Russia blasts U.S. authorities for stopping diplomats seeing adopted child
MOSCOW. Dec 17 (Interfax) - Russia has expressed "deep indignation" at a U.S. court ruling that denied Russian diplomats permission to visit a boy who has been abused by his American adoptive parents and is in the custody of provisional guardians.
"The position of the American authorities that prevents us from having contact with Maxim Babayev, a six-year-old citizen of Russia who has been brutalized by his American adoptive parents and is currently living at the home of his provisional guardians, is bound to give rise to strong indignation," Russian Foreign Ministry spokesman Alexander Lukashevich said in a statement on Monday.
A decision by a Florida court "to deny us permission to visit the child grossly violates the bilateral Consular Convention of 1964 and the Agreement on Cooperation Regarding the Adoption of Children, which came into force on November 1 this year," he said.
"This is not on, especially because it is not the first situation of this kind in the United States.

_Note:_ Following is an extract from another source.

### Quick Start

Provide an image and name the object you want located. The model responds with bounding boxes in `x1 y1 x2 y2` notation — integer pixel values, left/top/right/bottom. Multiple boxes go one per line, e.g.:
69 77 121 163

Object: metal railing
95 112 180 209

The American side should at last make up its mind about whether it is going to be in earnest about its commitments under international treaties, including the new Agreement on Cooperation Regarding the Adoption of Children, which prescribes strict control of the life of Russian children in adoptive families. For this reason, we demand that the United States immediately grant us consular access to Babayev. Keeping the status quo in place may cast doubt on our further interaction in the sphere of adoptions," Lukashevich said.